I'm trying to make a function that counts the number of lines in a txt file. I have made the file readable earlier in the program. Here is what I've done:
Allow the program to open the file:
datahandle = open("dataset.txt")
"dataset.txt" is a notepad document with 10 rows of numbers:
18
3
10
42
50
13
100
40
77
67
Here is the function I defined:
def findn():
global count
count = 0
for countingdata in datahandle:
countingdata = countingdata.rstrip()
count = count + 1
I then call this function later with:
findn()
print(count)
When I do this the first time, it returns the correct answer (10 lines). However, if I run this again it returns 0. If I keep running it afterwards it keeps returning 0.

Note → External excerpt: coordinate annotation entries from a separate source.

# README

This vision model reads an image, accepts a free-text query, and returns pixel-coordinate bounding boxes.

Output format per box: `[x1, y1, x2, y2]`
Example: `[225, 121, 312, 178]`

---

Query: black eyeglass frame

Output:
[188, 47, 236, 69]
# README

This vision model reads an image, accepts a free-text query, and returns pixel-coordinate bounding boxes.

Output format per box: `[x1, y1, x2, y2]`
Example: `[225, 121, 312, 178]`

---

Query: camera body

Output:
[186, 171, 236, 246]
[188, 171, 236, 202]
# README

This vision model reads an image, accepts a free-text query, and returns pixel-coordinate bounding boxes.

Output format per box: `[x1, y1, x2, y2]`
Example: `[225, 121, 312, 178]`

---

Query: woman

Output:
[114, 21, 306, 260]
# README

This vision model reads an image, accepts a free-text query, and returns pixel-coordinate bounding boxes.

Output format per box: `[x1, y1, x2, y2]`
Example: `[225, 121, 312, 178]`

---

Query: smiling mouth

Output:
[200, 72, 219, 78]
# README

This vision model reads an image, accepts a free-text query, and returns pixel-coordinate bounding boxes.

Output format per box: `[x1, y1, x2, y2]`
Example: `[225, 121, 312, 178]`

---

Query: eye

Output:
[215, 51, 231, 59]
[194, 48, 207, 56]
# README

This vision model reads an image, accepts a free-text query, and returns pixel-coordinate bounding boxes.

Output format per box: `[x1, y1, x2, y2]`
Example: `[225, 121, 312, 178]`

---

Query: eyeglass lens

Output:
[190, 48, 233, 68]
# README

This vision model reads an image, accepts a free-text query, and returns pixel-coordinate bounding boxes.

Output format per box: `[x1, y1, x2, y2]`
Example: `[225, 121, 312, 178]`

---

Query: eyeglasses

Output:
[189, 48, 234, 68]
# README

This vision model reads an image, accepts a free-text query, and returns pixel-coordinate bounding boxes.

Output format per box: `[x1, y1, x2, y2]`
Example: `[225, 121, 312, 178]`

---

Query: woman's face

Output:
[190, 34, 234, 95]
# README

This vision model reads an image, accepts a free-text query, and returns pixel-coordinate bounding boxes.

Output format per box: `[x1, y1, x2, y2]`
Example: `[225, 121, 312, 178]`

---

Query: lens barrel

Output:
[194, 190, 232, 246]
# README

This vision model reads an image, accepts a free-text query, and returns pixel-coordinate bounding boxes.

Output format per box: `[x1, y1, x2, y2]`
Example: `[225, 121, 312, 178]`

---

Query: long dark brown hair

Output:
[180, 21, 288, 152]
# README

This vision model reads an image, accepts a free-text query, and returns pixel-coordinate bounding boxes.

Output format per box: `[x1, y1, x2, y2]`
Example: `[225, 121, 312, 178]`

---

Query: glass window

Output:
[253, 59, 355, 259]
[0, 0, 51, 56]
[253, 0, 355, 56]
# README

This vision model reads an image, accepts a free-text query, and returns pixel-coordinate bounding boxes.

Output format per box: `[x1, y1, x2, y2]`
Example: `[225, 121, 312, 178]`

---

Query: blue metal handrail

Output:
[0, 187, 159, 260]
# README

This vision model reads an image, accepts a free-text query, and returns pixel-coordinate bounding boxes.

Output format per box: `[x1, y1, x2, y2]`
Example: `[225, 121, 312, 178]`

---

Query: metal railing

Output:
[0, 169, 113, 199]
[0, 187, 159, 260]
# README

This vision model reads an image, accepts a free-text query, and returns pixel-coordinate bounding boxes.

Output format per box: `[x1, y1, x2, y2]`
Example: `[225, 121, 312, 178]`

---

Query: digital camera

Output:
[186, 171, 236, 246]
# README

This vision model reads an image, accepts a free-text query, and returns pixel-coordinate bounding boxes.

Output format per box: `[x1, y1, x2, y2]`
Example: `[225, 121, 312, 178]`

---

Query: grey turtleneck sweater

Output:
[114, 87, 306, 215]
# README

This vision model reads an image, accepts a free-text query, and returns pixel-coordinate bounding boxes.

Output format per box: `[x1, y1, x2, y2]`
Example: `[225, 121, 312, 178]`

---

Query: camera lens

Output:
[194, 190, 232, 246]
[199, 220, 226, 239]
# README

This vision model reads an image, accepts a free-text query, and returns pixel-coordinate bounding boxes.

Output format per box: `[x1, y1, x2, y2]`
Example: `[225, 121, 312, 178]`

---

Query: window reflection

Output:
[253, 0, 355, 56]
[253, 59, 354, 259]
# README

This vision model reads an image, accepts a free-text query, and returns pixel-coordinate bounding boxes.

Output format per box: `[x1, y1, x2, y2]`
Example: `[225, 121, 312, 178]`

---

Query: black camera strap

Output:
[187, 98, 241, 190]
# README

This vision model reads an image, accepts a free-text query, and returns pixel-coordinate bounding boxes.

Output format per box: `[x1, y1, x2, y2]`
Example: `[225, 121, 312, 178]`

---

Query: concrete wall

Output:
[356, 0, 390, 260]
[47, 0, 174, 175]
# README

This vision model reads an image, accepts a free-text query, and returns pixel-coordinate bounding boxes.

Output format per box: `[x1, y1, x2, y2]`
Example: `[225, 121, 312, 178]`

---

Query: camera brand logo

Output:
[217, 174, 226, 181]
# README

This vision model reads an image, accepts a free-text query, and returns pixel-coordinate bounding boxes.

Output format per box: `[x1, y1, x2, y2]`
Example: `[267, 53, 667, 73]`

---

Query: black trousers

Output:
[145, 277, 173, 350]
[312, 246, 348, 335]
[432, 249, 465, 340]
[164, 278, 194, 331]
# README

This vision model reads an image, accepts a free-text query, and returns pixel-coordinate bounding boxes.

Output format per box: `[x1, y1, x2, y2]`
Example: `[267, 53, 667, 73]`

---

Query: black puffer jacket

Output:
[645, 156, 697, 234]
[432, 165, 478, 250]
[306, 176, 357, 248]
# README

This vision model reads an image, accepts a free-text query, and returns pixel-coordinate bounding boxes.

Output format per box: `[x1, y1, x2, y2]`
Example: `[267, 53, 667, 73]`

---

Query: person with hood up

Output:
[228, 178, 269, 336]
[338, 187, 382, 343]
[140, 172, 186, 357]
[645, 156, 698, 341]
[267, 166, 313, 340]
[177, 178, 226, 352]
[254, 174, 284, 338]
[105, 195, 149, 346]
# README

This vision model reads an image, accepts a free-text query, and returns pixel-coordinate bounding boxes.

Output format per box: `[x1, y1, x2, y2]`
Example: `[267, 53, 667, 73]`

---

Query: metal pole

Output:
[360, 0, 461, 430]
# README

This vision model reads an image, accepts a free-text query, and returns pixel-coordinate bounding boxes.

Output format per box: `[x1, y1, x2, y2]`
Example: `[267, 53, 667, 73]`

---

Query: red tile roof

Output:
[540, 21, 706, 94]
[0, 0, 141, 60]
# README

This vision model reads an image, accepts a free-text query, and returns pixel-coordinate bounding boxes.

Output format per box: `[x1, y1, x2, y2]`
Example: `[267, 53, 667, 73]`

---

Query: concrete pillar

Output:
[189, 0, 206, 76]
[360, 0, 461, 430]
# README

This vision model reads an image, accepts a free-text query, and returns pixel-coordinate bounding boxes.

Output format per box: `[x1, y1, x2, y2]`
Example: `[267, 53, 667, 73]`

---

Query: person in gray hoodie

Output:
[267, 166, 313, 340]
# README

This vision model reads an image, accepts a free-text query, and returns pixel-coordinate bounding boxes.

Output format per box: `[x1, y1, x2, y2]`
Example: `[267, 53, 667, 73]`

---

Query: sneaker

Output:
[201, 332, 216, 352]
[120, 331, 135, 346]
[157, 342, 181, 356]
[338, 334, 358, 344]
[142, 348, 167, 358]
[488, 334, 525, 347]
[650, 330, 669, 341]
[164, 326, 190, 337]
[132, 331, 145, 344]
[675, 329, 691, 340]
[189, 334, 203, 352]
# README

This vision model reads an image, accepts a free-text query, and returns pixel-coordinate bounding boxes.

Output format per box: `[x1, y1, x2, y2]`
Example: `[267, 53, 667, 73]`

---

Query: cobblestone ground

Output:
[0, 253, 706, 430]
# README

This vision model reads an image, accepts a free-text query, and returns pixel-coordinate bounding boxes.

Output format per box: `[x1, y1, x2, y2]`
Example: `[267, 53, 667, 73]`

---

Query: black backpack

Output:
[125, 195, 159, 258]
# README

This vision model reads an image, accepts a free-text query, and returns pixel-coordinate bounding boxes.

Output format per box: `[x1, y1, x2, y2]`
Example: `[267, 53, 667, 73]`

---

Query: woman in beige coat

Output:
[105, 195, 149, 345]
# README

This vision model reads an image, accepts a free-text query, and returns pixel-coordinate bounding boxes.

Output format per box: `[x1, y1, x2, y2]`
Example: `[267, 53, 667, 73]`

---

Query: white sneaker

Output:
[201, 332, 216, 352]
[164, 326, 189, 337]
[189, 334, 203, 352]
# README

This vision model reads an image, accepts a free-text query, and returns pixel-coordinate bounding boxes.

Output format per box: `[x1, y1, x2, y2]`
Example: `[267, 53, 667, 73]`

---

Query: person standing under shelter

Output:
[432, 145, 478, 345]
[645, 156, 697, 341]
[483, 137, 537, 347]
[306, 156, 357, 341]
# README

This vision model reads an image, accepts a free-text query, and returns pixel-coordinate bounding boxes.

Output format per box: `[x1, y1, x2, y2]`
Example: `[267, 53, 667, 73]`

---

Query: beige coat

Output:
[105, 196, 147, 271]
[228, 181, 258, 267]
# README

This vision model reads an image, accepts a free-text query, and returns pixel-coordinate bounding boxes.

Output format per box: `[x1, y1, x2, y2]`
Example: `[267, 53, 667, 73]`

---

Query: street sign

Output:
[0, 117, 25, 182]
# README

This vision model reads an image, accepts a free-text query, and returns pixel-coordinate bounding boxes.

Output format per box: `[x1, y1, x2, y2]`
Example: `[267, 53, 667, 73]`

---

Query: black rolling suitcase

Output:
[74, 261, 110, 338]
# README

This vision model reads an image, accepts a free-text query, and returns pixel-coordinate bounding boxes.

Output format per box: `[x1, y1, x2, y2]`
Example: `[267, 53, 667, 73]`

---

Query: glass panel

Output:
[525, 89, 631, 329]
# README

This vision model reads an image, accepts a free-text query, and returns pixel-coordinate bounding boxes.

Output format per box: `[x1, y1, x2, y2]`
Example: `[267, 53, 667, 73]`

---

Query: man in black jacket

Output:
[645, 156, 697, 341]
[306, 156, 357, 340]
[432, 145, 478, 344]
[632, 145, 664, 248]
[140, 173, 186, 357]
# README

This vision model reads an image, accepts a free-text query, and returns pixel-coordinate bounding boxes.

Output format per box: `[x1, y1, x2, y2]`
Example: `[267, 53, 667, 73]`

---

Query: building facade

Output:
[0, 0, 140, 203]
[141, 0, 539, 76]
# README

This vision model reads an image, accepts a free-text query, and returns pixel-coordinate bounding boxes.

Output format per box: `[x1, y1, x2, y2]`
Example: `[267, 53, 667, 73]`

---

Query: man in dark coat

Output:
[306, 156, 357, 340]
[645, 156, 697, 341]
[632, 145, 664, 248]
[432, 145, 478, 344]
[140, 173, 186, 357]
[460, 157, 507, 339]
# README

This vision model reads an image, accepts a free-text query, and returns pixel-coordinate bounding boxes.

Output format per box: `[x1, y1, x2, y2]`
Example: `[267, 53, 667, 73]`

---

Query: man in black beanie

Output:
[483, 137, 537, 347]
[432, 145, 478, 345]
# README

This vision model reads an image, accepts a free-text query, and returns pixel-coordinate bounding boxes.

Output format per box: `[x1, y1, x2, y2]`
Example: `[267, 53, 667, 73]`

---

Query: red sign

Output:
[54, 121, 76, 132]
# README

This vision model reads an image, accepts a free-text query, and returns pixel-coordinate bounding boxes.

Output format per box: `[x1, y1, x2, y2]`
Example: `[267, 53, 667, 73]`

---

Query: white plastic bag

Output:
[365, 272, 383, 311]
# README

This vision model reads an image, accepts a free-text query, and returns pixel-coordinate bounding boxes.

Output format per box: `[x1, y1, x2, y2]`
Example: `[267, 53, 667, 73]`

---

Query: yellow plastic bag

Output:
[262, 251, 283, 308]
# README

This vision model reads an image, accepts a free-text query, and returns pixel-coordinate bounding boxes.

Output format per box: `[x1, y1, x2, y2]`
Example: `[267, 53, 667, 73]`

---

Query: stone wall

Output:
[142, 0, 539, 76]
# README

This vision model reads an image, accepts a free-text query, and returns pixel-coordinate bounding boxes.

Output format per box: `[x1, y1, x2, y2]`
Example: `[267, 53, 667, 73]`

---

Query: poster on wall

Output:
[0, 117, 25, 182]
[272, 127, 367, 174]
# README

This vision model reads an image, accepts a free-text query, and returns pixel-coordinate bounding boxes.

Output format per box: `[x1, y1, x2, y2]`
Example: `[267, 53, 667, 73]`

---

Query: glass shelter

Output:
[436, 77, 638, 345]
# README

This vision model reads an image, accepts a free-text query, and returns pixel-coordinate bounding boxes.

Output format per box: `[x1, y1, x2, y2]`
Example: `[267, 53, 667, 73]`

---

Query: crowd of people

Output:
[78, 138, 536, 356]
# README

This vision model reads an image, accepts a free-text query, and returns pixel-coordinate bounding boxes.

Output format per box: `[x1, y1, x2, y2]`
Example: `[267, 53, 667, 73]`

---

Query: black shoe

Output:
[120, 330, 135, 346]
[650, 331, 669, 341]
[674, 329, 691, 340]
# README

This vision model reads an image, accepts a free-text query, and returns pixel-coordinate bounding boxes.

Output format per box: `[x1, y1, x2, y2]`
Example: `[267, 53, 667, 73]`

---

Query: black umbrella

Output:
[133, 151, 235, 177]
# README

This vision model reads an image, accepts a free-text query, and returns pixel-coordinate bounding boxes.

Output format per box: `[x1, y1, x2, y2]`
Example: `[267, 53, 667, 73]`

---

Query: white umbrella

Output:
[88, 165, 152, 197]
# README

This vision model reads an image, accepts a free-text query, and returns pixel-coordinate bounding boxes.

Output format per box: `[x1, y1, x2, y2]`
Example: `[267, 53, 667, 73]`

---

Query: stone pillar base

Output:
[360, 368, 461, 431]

I've tried making a variable that changes from true to false depending on if I've run the function before, and if I have I then just have it print "count" as it was.
I've also tried moving the place where I define count as 0 at the start outside of the function but this just doesn't work.
Obviously, the program should always return the number of lines in the file (10).
Think of datahandle
as a position in the file. Once you've iterated over it, it points to the end of the file, so the next time you iterating over it, the loop will no execute (or, you can think of it as iterating zero times).
To address this, you can reopen the file every time you call the function.
In addition, there's no point in making count
global. Instead, just return it from the function
def find():
with open("dataset.txt") as datahandle:
count = 0
for countingdata in datahandle:
countingdata = countingdata.rstrip() # Copied from OP, but not really needed.